Much of what is in them could be applied to email in general.
These guidelines by Headstar for text email newsletters look very useful.
Much of what is in them could be applied to email in general.
It is a useful standard as it will work for the visually impaired – however it makes for rather bland looking newsletters. (sadly)
NewsScan Daily
http://www.newsscan.com/newsscan/newscup.html
For example does not comply because of the repeated asterixes.
I’d like to see a ‘Newsletter Server’ which took content in xml and could produce a whole pile of formats including the TEN for visually impaired.
Walter, that begs the question … what is the purpose of a newsletter?
Is it to provide useful information to the widest audience possible (within the niche of the newsletter), or is it to look pretty? I get a lot of newsletters via email, and while the prettied up ones in HTML look nice, they’re usually terrible in the choice of information organisation. For one thing, plain text newsletters usually let you determine within the first few sentences if you want/need to read them, while HTML newsletters often require scrolling to get to the text, due to the vast graphical heading at the top.
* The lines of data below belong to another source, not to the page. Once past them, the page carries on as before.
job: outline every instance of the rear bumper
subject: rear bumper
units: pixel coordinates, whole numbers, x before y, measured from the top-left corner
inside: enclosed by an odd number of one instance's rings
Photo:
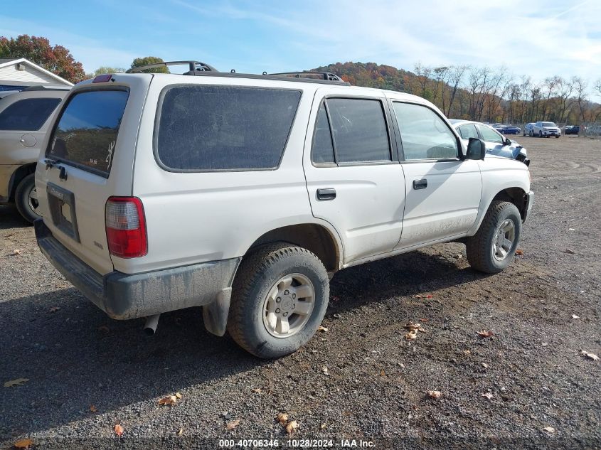
[[[526,194],[526,208],[524,208],[523,213],[523,218],[522,219],[522,223],[526,222],[526,220],[528,218],[528,216],[530,215],[530,211],[532,210],[532,205],[534,204],[534,193],[531,191],[527,194]]]
[[[38,245],[44,256],[112,318],[146,317],[204,306],[208,306],[203,316],[209,331],[219,336],[225,333],[232,282],[242,258],[142,274],[115,271],[101,275],[56,240],[43,220],[36,221],[35,230]]]

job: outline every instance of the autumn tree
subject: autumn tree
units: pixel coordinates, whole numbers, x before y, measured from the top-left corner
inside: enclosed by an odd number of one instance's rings
[[[144,56],[144,58],[137,58],[132,62],[132,67],[131,68],[134,69],[136,68],[141,67],[142,65],[147,65],[149,64],[158,64],[159,63],[164,63],[164,61],[156,56]],[[145,70],[145,72],[149,73],[169,73],[169,70],[165,65],[161,65],[158,68],[154,68],[154,69],[148,69]]]
[[[24,58],[73,83],[85,78],[81,63],[65,47],[53,46],[46,38],[26,34],[16,39],[0,36],[0,58]]]

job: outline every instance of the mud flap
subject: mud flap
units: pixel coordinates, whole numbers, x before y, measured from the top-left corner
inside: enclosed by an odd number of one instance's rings
[[[227,287],[217,294],[215,301],[203,306],[203,320],[207,331],[218,336],[225,334],[231,298],[232,288]]]

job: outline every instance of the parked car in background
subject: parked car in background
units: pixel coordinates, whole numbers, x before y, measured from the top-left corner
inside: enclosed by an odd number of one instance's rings
[[[40,218],[33,173],[53,113],[70,89],[40,85],[0,100],[0,205]]]
[[[561,130],[552,122],[537,122],[532,129],[532,134],[538,137],[554,136],[558,138],[561,136]]]
[[[513,260],[528,167],[466,146],[427,100],[326,73],[191,75],[82,82],[43,141],[38,244],[111,317],[152,329],[202,306],[209,331],[275,358],[316,333],[345,267],[459,239],[474,269]]]
[[[564,134],[578,134],[580,132],[580,125],[565,125],[565,127],[563,127]]]
[[[517,159],[526,166],[530,165],[526,149],[502,136],[491,127],[469,120],[451,119],[450,122],[464,143],[467,144],[471,137],[482,139],[486,146],[486,154]]]

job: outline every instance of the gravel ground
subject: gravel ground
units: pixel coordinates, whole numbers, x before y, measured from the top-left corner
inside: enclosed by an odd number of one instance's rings
[[[507,270],[476,272],[452,243],[343,271],[328,331],[277,360],[209,334],[199,309],[152,338],[110,319],[0,208],[0,381],[28,379],[2,387],[0,447],[285,446],[285,412],[293,438],[336,447],[601,448],[601,360],[580,353],[601,355],[601,140],[517,140],[536,198]],[[410,321],[425,331],[412,341]]]

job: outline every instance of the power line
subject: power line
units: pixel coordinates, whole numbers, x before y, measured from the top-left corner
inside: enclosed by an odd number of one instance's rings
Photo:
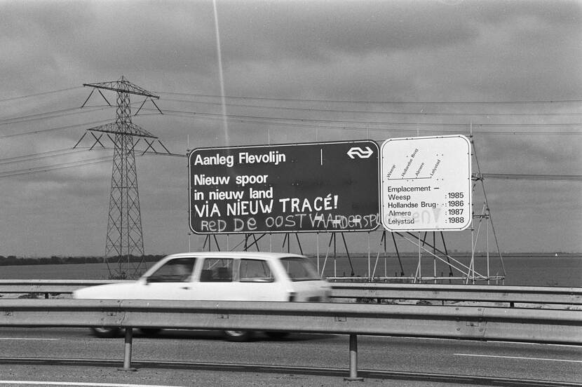
[[[56,149],[54,151],[47,151],[46,152],[40,152],[37,154],[17,156],[15,157],[9,157],[6,158],[0,158],[0,165],[15,164],[18,163],[27,163],[29,161],[42,160],[43,158],[48,158],[49,157],[59,157],[62,156],[68,156],[69,154],[84,151],[86,151],[86,149],[72,149],[71,148],[66,148],[64,149]]]
[[[36,134],[42,133],[44,133],[44,132],[53,132],[54,130],[62,130],[63,129],[70,129],[72,128],[78,128],[78,127],[83,126],[83,125],[86,125],[100,124],[100,123],[103,123],[109,122],[109,120],[101,120],[101,121],[93,121],[93,122],[89,122],[89,123],[77,123],[77,124],[74,124],[74,125],[68,125],[67,126],[60,126],[58,128],[48,128],[48,129],[39,129],[38,130],[32,130],[31,132],[22,132],[22,133],[11,133],[10,135],[0,135],[0,140],[1,140],[3,138],[9,138],[9,137],[13,137],[26,136],[26,135],[36,135]]]
[[[154,110],[154,109],[151,109]],[[212,113],[201,113],[196,111],[179,111],[179,110],[163,110],[164,114],[170,116],[184,116],[189,118],[202,118],[206,119],[223,119],[222,114],[212,114]],[[246,123],[257,123],[261,125],[271,125],[276,124],[281,126],[293,126],[300,128],[313,128],[320,129],[337,129],[337,130],[370,130],[370,131],[393,131],[393,132],[412,132],[417,131],[417,129],[405,129],[398,130],[393,128],[378,128],[370,127],[370,125],[398,125],[405,126],[409,128],[417,127],[456,127],[467,128],[469,127],[469,123],[407,123],[407,122],[391,122],[391,121],[342,121],[342,120],[318,120],[314,118],[280,118],[280,117],[266,117],[260,116],[243,116],[235,114],[227,114],[226,119],[231,121],[237,121]],[[292,122],[285,122],[292,121]],[[299,121],[300,123],[297,123]],[[322,125],[320,123],[327,125]],[[330,125],[336,123],[337,125]],[[358,125],[358,126],[353,126]],[[473,123],[473,128],[479,127],[581,127],[582,123]],[[422,132],[442,132],[442,133],[458,133],[458,130],[420,130]],[[473,133],[486,134],[486,135],[581,135],[582,133],[578,132],[492,132],[475,130],[472,131]]]
[[[28,122],[32,121],[44,120],[48,118],[56,118],[59,117],[64,117],[66,116],[71,116],[73,114],[82,114],[86,113],[90,113],[93,111],[98,111],[100,110],[104,110],[109,109],[109,106],[93,107],[93,109],[87,108],[87,109],[81,110],[80,107],[69,107],[67,109],[62,109],[60,110],[55,110],[53,111],[45,111],[43,113],[36,113],[34,114],[29,114],[27,116],[20,116],[18,117],[13,117],[10,118],[0,119],[0,125],[10,125],[14,123],[20,123],[22,122]],[[69,111],[69,113],[67,113]],[[70,112],[72,111],[72,112]]]
[[[0,172],[0,179],[3,177],[12,177],[14,176],[20,176],[22,175],[29,175],[31,173],[38,173],[39,172],[48,172],[50,170],[60,170],[65,168],[70,168],[73,167],[84,166],[91,164],[96,164],[97,163],[103,163],[105,161],[111,161],[113,158],[111,156],[101,157],[99,158],[90,158],[88,160],[81,161],[72,161],[69,163],[61,163],[59,164],[54,164],[53,165],[47,165],[42,167],[35,167],[32,168],[24,168],[20,170],[15,170],[13,171],[8,171]]]
[[[482,173],[484,179],[513,180],[550,180],[559,182],[582,181],[582,175],[525,175],[520,173]]]
[[[164,101],[172,101],[177,102],[187,102],[197,104],[220,106],[221,102],[208,102],[204,101],[191,101],[188,100],[178,100],[174,98],[165,98]],[[379,110],[352,110],[342,109],[316,109],[309,107],[291,107],[283,106],[268,106],[268,105],[252,105],[236,103],[227,103],[228,106],[236,107],[254,108],[254,109],[275,109],[278,110],[290,110],[297,111],[313,111],[325,113],[358,113],[368,114],[392,114],[392,115],[413,115],[413,116],[582,116],[582,113],[428,113],[424,111],[382,111]]]
[[[14,101],[14,100],[22,100],[24,98],[29,98],[31,97],[38,97],[39,95],[46,95],[48,94],[54,94],[54,93],[61,93],[61,92],[63,92],[63,91],[69,91],[70,90],[75,90],[75,89],[77,89],[77,88],[82,88],[82,86],[75,86],[75,87],[67,88],[64,88],[64,89],[53,90],[50,90],[50,91],[45,91],[45,92],[43,92],[43,93],[36,93],[36,94],[29,94],[27,95],[19,95],[18,97],[10,97],[8,98],[4,98],[2,100],[0,100],[0,102],[7,102],[7,101]]]
[[[221,95],[211,94],[196,94],[189,93],[172,93],[156,91],[158,94],[170,95],[189,95],[193,97],[203,97],[210,98],[222,98]],[[330,102],[330,103],[349,103],[349,104],[562,104],[582,102],[582,100],[506,100],[506,101],[363,101],[348,100],[316,100],[299,98],[273,98],[266,97],[248,97],[225,95],[224,98],[236,100],[269,100],[269,101],[289,101],[301,102]]]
>From a security perspective, an HTML based newsletter is also flawed, since a large number of a certain brand of email client still have a critical security hole that means viewing any HTML in that email client is inadvisable (due to javascript being embedded in the HTML), and a track record that suggests it won’t be the last such hole.
There are also privacy issues with reading HTML email, unless you turn off the loading of remote images (since the images can be ‘bugged’ to track the reader). For this reason, more and more newsletters come with images embedded as attachments. I’ve seen newsletters ranging in size from 100KB to 1MB in size (and a few larger, thanks to badly compressed PDF/Word attachments). Not only is that a waste of traffic for the sender, it’s extremely inconsiderate to the poor reader, the majority of whom still do not have broadband.
Plain text might be bland, but it is still the only way of guaranteeing that your message will reach the largest possible audience.